The radio station’s two coverage areas are separated by a largely unpopulated mountain range, according to the report, with “testing conducted in the zone transition area.”
The field test found the FM signal was stable inside the transition zones but some limited audio quality issues were identified during zone transition.
“Our data and analysis indicate that a properly designed zone transition can deliver a highly compact region — a tiny portion of KSJO’s service area — over which any degraded analog FM audio will be experienced,” according to the report’s authors.
The measured results in the report indicate a zone transition length of 50.2 meters, which Roberson and Associates deemed as “insignificant” when compared to the total length of roads within the zone.
Data collectors acknowledge there were differences when listening to zone transitions in FM and HD1 mode during testing. “The overall zone transition listening experience for HD1 was very good, with almost instantaneous transitions without noticeable audio degradation,” they wrote.
[Read: Geo-Targeting Proposal Hits Headwinds]
Meanwhile, the HD2 transition zone experience revealed short audio dropouts, which was expected due to the current use of unsynchronized HD exporters, according to the analysis. They said efforts are underway to develop means to synchronize HD exporters that should reduce the duration of HD2 signal loss.
The report also found the zone transitions caused no display variations of metadata on car receivers. And EAS operation was successful within the ZoneCasting test location after operations of the KSJO EAS geo-targeting override was tried in two different locations. “The simultaneous reception of identical EAS tones at these two locations confirms geo-targeted broadcasting will not affect performance of the EAS system,” the report from Roberson and Associates states.

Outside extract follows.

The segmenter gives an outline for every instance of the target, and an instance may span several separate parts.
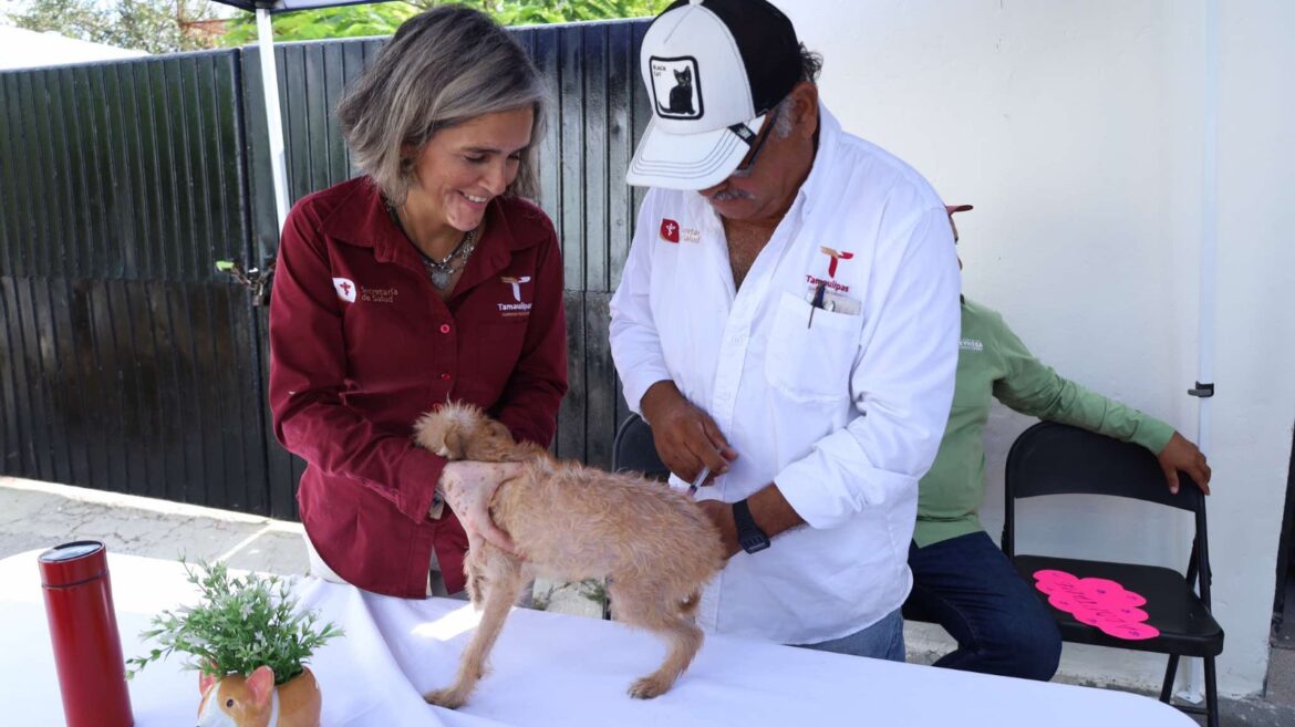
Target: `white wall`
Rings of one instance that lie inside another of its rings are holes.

The geo-targeting report concludes: “Having made numerous careful measurements and having assessed the results of these measurements in considerable depth, it is our conclusion that the geo-targeted broadcast system provides both a practical and highly beneficial capability. It is therefore our studied opinion that there is no technical reason that the geo-position zone broadcasting petition before the FCC should not be approved.”
The FCC adopted a Notice of Proposed Rulemaking in Nov. 2020 to review the GBS technology and found opponents of the geo-targeted proposal expressed fear that the new technology could create interference and cause listeners to tune out. Broadcast groups, including Cumulus Media, Entercom Communications, and iHeartMedia, have said at the time more vetting of the technology was needed. The National Association of Broadcasters also told the FCC the GBS proposal could undermine radio’s business model by depressing advertising rates as advertisers replace market-wide ads with less expensive ones on the zoned boosters.
The geo-targeted technology has been in development by GBS since 2011 and has been through previous field tests.